In our model the connectivity between closed and open reaction centers is described using a simple empirical probability parameter p (Eq. 9). With a higher p value, the connectivity between open and closed reaction centers is higher. As in the model of Stirbet et al. (1998), increasing p gradually delays the fluorescence increase from O to J without changing emission at O. This is due to a higher proportion of excitation energy being used in photochemistry with less dissipated as heat and fluorescence when connectivity is higher. Following this rationale, a higher connectivity might imply higher light utilization efficiency for leaves under medium to high light conditions, where some PSII reaction centers are closed. Further, at high light flux, excited chlorophylls in core antenna of closed reaction centers can potentially generate reactive radicals leading to photoinhibition (Long et al. 1994). Increased connectivity would be partially protective, diverting more excitation energy to photochemistry; this is similar to the photoprotective role of nonphotochemical quenching by diverting more excitation energy for heat dissipation (Horton et al. 1996; Niyogi 1999; Zhu et al. 2004). In contrast to the O-J phase, the fluorescence intensities in the I-P phase are not detectably influenced by p within the current model, which differs from the predictions of the model of Stirbet et al. (1998).

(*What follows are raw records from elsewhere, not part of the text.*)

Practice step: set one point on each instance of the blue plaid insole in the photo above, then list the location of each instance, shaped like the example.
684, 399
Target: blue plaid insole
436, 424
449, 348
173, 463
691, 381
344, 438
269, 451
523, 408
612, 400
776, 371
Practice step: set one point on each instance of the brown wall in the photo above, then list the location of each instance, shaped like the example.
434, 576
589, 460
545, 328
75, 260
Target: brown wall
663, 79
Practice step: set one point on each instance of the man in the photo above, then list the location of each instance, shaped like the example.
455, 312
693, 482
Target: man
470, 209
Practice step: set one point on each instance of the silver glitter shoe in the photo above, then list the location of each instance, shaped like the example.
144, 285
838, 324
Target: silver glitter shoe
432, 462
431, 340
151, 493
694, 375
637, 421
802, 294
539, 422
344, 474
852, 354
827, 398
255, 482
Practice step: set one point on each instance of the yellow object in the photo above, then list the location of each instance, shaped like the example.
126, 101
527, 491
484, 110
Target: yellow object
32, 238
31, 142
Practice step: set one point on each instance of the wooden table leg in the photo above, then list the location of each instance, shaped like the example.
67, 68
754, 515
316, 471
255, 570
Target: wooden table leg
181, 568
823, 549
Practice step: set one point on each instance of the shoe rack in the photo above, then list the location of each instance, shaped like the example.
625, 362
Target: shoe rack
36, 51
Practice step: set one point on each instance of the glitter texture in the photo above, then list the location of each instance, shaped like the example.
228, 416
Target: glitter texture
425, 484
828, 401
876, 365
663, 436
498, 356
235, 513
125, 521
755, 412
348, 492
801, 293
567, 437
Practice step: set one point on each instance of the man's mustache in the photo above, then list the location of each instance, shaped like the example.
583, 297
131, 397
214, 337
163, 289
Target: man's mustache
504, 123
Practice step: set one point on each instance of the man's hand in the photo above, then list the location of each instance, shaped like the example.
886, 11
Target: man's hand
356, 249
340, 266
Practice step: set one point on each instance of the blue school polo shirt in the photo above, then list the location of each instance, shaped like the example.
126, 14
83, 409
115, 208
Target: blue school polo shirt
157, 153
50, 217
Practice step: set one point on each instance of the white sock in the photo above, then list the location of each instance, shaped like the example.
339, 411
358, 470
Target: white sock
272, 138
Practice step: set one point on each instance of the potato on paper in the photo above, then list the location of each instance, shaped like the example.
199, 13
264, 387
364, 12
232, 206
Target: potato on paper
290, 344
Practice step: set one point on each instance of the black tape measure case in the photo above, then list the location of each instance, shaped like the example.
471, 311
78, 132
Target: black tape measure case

Simulations with the current model suggest that the “structure” of the light harvesting complex influences F o without apparent changes in fluorescence emission at points J, I and P. A relatively greater peripheral antenna compared to core antenna leads to higher F o (Fig. 5b). This result provides another mechanism to alter the commonly used fluorescence parameter, F v/F m, where F v=F m − F o and F m is the maximum fluorescence emission under saturating light. Based on this result, F v/F m can be altered through changes in the relative size of core antenna and peripheral antenna without any change in the rate constant of charge separation in the PSII reaction center. Specifically, a relatively smaller size of peripheral antenna compared to core antenna might be preferred for higher efficiency of excitation energy utilization (Fig. 5b). In this respect, it is surprising to note that the amount of chlorophyll in the peripheral antenna is nearly three times or more than that in the core antenna (Peter and Thornber 1991; Horton et al. 1996). This suggests a potential approach of genetic manipulation of antenna structures, i.e. increasing the ratio of the size of core antenna to that of peripheral antenna, to increase excitation energy utilization efficiency for leaves of shade environments, e.g. leaves of understory plants or leaves in the lower layers of canopy.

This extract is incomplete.